Figure 2: Relationship in the number of I-III-age caterpillars per 100 growth points and their survival
Figure 3: Mortality factors for caterpillars of I-III age
We found that during active feeding, mortality from intraspecific competition of young caterpillars that left the winter nest was 13.8%. The influence on the survival rate of caterpillars from parasites of the tachin family Pareudora praeceps Mg. – 6.8%, Brachymeria secundaria Rast – 7.3%, as well as the braconid family Meteorus versicolor Wesm. – 16.2%, Meteorus ictericus Nees. – 9.1 %, The role of birds in the decrease in the number of caterpillars in the nest was 21%. Mortality was also recorded from intraspecific and interspecific competition – 13.8% and diseases of Entomophthora aulicae Reich. Thus, the total mortality from the listed number of factors at this stage of the pest development was 88.0%.
Figure 4: Mortality factors for caterpillars of IV-V age
The total mortality of the pest for the given interval of development was 51.6%. A decrease in the number of caterpillars of older ages was caused by parasites of the tachin family Zenillia libathrix Papz. – 25.4%, Blondelia nigripes Fall – 18.4%, and the braconid family Eupteromalus nidulans Toer – 5.3%. Diseases of Beauveria bassiana (Bals) Vuill played an important role in the number of caterpillars – 16.0%. Their death from intra- and interspecific competition was 4.9%.
Figure 5: Mortality factors for caterpillars of IV-V age
Figure 6. Pupa mortality factors
Microgaster calceatus Hal was bred from brown-tail moth pupae with a mortality rate of 5.0%. Predators of pupae Calosoma inguisitor L. and Calosoma sycophanta L. caused death in this phase – 25.7% of pupae. The death of pupae from diseases of Entomophthoraceae, Entomophthora aulicae Reic h. was about 13.6%, of unknown causes – 3.2%. The survival rate of brown-tail moth pupae was 57.5%
Figure 7: Egg mortality factor
Chalcids Telenomus laeviusculus Rtzb and Telenomus phaelaenarum Mayer greatly influenced the survival rate of brown-tail moth in the egg phase. Total mortality from factors was 35.3%. Initial mortality from abiotic factors was 4.5%. The survival rate of caterpillars in egg-laying after overwintering was 60.2%.
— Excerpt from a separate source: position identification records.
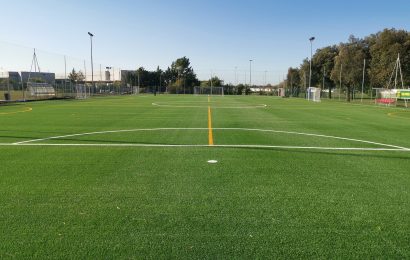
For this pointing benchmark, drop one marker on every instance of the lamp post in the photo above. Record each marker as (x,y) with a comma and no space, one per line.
(92,63)
(311,39)
(250,73)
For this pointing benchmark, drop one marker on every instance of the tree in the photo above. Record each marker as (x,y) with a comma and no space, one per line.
(293,77)
(76,76)
(350,57)
(180,76)
(384,48)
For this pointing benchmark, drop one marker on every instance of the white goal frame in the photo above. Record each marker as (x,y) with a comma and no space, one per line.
(313,94)
(213,91)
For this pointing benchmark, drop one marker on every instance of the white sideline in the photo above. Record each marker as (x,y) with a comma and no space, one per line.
(215,129)
(221,146)
(214,107)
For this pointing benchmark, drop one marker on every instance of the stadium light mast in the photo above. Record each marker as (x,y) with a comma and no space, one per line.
(92,65)
(311,39)
(250,73)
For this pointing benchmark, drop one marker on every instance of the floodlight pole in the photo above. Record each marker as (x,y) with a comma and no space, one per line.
(250,73)
(311,39)
(92,63)
(236,77)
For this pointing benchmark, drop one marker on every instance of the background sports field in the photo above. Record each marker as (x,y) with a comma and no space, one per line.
(289,182)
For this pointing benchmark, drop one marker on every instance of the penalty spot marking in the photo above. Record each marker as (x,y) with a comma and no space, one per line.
(28,109)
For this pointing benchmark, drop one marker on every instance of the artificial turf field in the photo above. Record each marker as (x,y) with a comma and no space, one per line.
(128,177)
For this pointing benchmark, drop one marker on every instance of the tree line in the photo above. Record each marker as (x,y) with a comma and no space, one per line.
(343,65)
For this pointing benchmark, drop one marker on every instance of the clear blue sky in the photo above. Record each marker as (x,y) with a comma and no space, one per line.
(216,35)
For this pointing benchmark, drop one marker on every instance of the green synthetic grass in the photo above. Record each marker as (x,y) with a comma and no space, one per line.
(98,202)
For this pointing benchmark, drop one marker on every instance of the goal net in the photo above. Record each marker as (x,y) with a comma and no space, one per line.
(313,94)
(40,89)
(215,91)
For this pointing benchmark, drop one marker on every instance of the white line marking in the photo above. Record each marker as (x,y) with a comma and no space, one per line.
(206,129)
(203,145)
(216,107)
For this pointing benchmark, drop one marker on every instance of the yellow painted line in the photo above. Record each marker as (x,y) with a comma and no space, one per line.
(397,114)
(210,134)
(28,109)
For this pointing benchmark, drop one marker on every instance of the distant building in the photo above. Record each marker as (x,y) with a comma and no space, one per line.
(127,75)
(44,77)
(14,77)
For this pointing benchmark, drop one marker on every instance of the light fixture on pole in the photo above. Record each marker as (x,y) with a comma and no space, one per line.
(311,39)
(92,63)
(250,73)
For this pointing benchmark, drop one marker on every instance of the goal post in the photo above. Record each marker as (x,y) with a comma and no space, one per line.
(214,91)
(313,94)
Study of the population dynamics of brown-tail moth in the plantations of the Penza region identified 19 different factors of the biotic environment. The regulating role of each of them was established at a specific stage of development of brown-tail moth during ontogenesis. The data obtained will serve as the basis for further study of this pest in the plantations of the Penza region. They will provide an opportunity to plan and effectively carry out forest protection measures against phytophagous organisms.
Conflict of Interests: the authors state that there is no conflict of interest in this study.